Brummell recommends: Sucre

The debut London restaurant from renowned Argentine chef Fernando Trocca is one of the hottest openings of the summer. Literally.

Food and Drink 10 Aug 2021

Sucre

The background

There’s a lot of buzz around Sucre, the first British opening from acclaimed Argentine chef Fernando Trocca. Sucre is the sister restaurant to Trocca’s original Buenos Aires outpost of the same name, which opened in 2001 and has been consistently featured in Latin America’s 50 Best Restaurants guide ever since. With several successful restaurants across Latin America and the US under his belt, Trocca has now taken his high-end open-fire cooking concept to the heart of Soho, launching Sucre in an impressive two-storey space on Great Marlborough Street. The chef has teamed up with his long-time collaborator, mixologist extraordinaire Tato Giovannoni, who has masterminded Sucre’s impressive drinks menu (which includes a large selection of vermouth and sherry and excellent South American wines) and the downstairs Abajo cocktail lounge.

The space

Sucre is a far cry from your cosy neighbourhood hangout and occupies a prime spot in the 310-year-old former home of the London College of Music.
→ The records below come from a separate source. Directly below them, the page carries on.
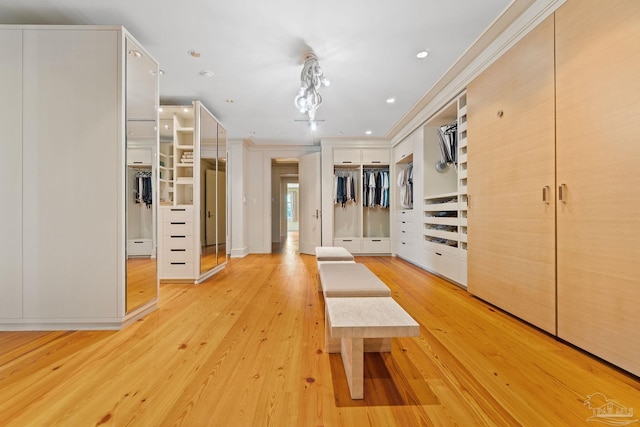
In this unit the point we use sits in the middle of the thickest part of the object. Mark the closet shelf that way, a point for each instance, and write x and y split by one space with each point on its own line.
451 220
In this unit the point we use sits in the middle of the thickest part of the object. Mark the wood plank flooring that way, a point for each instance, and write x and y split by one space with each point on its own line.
245 348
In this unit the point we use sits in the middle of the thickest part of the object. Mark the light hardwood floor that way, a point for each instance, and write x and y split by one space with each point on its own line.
245 348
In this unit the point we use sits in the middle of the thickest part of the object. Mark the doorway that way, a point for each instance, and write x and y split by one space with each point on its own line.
285 208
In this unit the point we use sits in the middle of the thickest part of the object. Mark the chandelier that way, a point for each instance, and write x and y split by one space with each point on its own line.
309 98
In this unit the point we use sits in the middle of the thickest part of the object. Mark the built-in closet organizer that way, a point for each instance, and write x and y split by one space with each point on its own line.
141 220
553 233
72 97
431 226
407 182
359 216
193 201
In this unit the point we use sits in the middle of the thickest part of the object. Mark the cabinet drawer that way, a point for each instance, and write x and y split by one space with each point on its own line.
375 156
177 270
350 244
406 215
177 213
176 241
443 264
139 156
346 156
178 255
376 245
181 228
407 236
139 247
406 250
406 226
403 152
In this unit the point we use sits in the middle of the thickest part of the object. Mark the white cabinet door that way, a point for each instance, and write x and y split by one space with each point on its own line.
11 173
142 84
347 156
73 250
375 156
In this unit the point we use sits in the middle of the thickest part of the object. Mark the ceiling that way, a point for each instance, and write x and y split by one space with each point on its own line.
256 50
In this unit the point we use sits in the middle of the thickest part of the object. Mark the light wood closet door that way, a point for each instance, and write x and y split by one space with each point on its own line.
511 229
598 153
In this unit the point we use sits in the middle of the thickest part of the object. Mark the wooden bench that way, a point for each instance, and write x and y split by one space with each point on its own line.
331 255
342 280
353 320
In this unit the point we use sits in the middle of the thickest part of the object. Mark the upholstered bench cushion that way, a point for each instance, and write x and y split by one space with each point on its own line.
333 253
350 280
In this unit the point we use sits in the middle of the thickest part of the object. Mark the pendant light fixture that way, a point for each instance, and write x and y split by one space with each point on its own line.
311 79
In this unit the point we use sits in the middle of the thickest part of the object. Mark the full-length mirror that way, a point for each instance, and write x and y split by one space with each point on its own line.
141 178
212 193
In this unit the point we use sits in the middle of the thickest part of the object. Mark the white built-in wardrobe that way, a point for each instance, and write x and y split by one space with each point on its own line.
360 222
63 114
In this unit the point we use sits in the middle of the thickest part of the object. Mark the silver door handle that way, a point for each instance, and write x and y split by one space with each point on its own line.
545 194
562 193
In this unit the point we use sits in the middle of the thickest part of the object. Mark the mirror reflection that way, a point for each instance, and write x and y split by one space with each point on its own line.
213 192
141 179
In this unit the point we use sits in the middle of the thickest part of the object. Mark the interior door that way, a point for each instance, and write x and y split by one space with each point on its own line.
309 177
511 216
598 105
210 207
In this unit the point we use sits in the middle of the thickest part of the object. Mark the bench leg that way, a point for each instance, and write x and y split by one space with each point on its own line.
371 345
331 345
353 361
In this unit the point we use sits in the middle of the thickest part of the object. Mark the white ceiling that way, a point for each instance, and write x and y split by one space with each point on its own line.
256 50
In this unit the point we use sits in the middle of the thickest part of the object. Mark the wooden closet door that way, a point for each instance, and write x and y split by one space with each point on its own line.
598 156
511 230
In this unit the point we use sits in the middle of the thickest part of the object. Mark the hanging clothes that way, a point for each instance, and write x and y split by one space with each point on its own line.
374 192
405 185
143 192
344 187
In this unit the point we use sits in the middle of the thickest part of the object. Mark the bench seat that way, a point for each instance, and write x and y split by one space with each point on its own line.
350 280
353 320
333 253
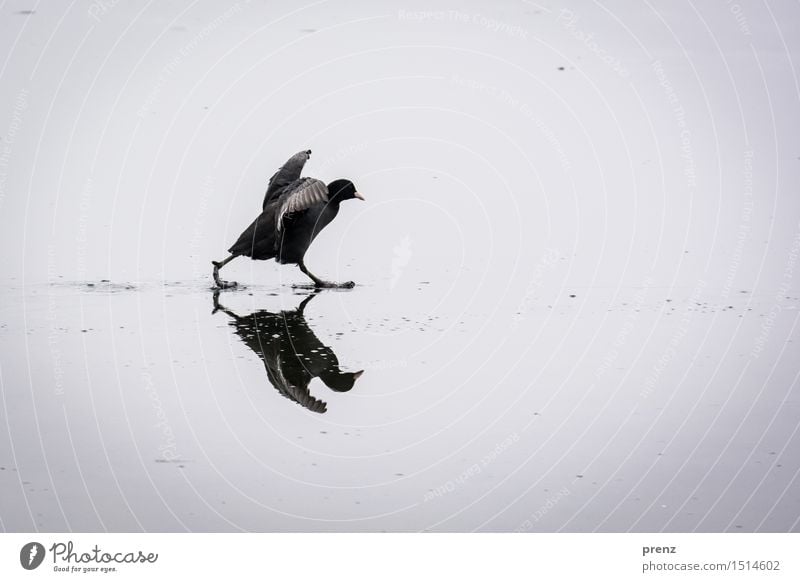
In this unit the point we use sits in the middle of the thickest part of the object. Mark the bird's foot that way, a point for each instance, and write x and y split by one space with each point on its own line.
225 284
333 285
219 282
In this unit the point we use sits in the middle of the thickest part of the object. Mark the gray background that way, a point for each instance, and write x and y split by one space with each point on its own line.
577 265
Theatrical in scale, the large open-plan dining area is flanked by an open kitchen, allowing guests to catch glimpses of soaring flames from the various wood-fired cooking techniques. Mirrored walls and humongous chandeliers made entirely from crystal decanters play with scale and grandeur, while downstairs sits Alma, where Tony Pescatori’s inventive mixology celebrates arts and cultures at this experiential drinking den. The late-night bar awakens the spirit with eclectic sounds of disco, soul and funk spinning on vinyl and live bands supplying the soul and disco music.

Black fideuà with squid and paprika

The menu

Sucre’s dining menu is modern and unexpected. It encourages diners to mix and match and share their dishes, which are split into tasters, small plates, mains and sides. With the focus on charcoal fire, wood oven or stove cooking, single ingredients play centre stage – and there’s a surprisingly good vegetarian selection. Having said that, carnivores and seafood lovers will be in heaven with world-class choices ranging from classic (rib-eye steak) to adventurous (veal tongue with salsa verde). When Brummell visited, we tucked into delicious Carlingford oysters with smoked tomato granita (and regretted not ordering the aged cheese and onion empanadas) before sharing two small plates of creamy burrata with peas and mint and a fantastic burnt aubergine dish (somehow cooked and served like a delicate tuna tartare) with lemon and herb salad. Mains were a punchy monkfish tail with XO sauce and an excellent side of black beans, and the must-try Hibisci cabbage with burnt onion and blue cheese. Such a dish is an example of how a humble ingredient, when cooked to perfection with simple yet complementary flavours, can really shine. However, if you go, make sure to reserve room for the dulce de leche pudding offset by a subtle hint of whisky. Superb.

Aged cheddar and onion empanadas

The bill

A ‘snack’, two small plates and two mains plus two cocktails, a sherry and shared dessert came to around £120.

The verdict

Going for dinner at Sucre is an excuse to get dressed up and make a night of it. After months of being confined to our homes with the occasional take-away treat, it’s certainly welcoming to visit somewhere that imbues a sense of occasion. The atmosphere is lively and inviting, and the weekly-changing menu with its rich, inventive flavours and Latin influences is exciting and unique. Sucre is sure to become a Soho institution – so book your spot ahead of the crowd.